Como é praxe neste espaço divulgamos as boas iniciativas acadêmicas que ocorrem em Campos e alhures. Esta terá lugar justamente em Campos, na UENF, e está sendo cuidadosamente planejada pelo competente grupo da Assessoria de Comunicação da UENF (ASCOM). Trata-se do I Simpósio Nacional de Jornalismo Científico (maiores informações aqui), que ocorrerá nos dias 25 e 26 de novembro do ano corrente.

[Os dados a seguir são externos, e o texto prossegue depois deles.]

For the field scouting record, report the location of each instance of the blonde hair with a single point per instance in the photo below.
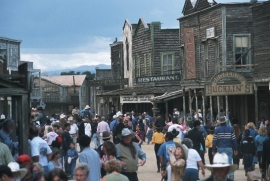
(251, 125)
(262, 131)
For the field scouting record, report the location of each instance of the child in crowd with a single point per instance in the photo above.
(149, 134)
(158, 139)
(72, 155)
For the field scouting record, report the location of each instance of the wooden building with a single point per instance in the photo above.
(216, 59)
(15, 89)
(62, 93)
(151, 66)
(261, 56)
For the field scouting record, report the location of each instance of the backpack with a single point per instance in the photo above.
(87, 114)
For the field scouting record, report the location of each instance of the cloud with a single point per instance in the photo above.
(95, 51)
(156, 12)
(47, 62)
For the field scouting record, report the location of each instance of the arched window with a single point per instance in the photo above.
(127, 53)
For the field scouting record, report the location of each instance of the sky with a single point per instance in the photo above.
(60, 34)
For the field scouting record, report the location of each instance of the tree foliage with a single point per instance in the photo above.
(89, 75)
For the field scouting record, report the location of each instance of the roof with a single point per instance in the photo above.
(167, 96)
(141, 90)
(65, 80)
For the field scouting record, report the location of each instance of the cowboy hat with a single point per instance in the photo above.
(87, 107)
(221, 119)
(106, 135)
(184, 148)
(221, 160)
(15, 167)
(126, 132)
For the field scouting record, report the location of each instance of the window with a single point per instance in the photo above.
(167, 63)
(242, 51)
(127, 53)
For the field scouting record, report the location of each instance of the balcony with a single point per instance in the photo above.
(60, 99)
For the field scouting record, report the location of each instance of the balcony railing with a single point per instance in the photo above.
(63, 99)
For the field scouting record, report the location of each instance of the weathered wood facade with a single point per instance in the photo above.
(62, 93)
(216, 38)
(261, 56)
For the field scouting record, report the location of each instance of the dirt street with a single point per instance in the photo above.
(148, 172)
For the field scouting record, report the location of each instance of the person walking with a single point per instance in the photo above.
(129, 154)
(102, 126)
(224, 141)
(91, 158)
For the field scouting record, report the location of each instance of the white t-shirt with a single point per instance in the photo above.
(87, 129)
(40, 147)
(175, 126)
(73, 129)
(193, 158)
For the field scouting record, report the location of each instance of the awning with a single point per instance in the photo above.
(167, 96)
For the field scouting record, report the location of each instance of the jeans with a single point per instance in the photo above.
(96, 141)
(71, 168)
(229, 152)
(191, 174)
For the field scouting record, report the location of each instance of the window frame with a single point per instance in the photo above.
(173, 62)
(248, 68)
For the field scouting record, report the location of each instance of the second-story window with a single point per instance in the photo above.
(167, 63)
(127, 53)
(242, 51)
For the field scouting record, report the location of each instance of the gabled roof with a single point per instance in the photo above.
(65, 80)
(141, 21)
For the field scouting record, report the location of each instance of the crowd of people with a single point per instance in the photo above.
(60, 146)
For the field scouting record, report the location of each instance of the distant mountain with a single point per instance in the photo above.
(82, 68)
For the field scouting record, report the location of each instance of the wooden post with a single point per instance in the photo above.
(184, 104)
(211, 108)
(23, 110)
(256, 103)
(227, 108)
(190, 109)
(203, 104)
(196, 99)
(218, 105)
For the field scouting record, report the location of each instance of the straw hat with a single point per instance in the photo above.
(221, 160)
(15, 167)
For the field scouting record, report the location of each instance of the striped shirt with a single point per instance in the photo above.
(224, 137)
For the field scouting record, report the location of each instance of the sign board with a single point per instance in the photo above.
(225, 88)
(136, 99)
(160, 78)
(105, 82)
(190, 53)
(210, 32)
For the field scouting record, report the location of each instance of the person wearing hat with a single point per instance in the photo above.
(41, 118)
(129, 153)
(73, 130)
(17, 173)
(178, 156)
(224, 141)
(220, 168)
(102, 126)
(209, 143)
(55, 161)
(6, 173)
(86, 112)
(197, 137)
(112, 113)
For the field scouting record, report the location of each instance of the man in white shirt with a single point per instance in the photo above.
(102, 126)
(40, 150)
(73, 130)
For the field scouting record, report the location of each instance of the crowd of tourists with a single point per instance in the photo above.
(60, 146)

Na realidade para Campos, especialmente, há um significado especial. Afinal, há aqui a expansão da UFF, o IFF, o campus de pesquisas da Universidade Federal Rural do Rio de Janeiro, a própria e premiadíssima UENF... e um jornalismo científico ainda deficitário, aparentemente pouco preparado para fazer com que a população em geral compreenda o que é feito nas diferentes áreas de pesquisa, muitas vezes apresentando-se enquanto gargalo “em si” para a boa divulgação científica. Talvez esse déficit de formação explique, dentre outras variáveis, a baixa entrada da alta produção de pesquisas na mídia local....Ressalto apenas que o Simpósio, nacional, não objetiva por razões óbvias solucionar essa questão. Mas, decerto oferecerá um bom momento para o debate em diferentes níveis, sobre e para além do nível local.



Este “vácuo” de informação certamente poderia ser enfrentado e iniciativas deste quilate oferecem uma excelente oportunidade para pensarmos a ciência não como elemento exótico das sociedades humanas, vide a imagem caricata do cientista de jaleco branco, óculos e cabelos desgrenhados. O debate sobre ciência deve ter um retorno direto para a sociedade, a grande financiadora dos avanços científicos na periferia, dado que se não fosse o repasse estatal dos impostos arrecadados, simplesmente estaríamos ainda na era da “roca de fiar” dado o nosso empreendedorismo de mercado invariavelmente paralítico.


Não percam! Mas, notem que o prazo para inscrição, on-line e realizado no site do próprio evento, irá até o dia 31 de outubro.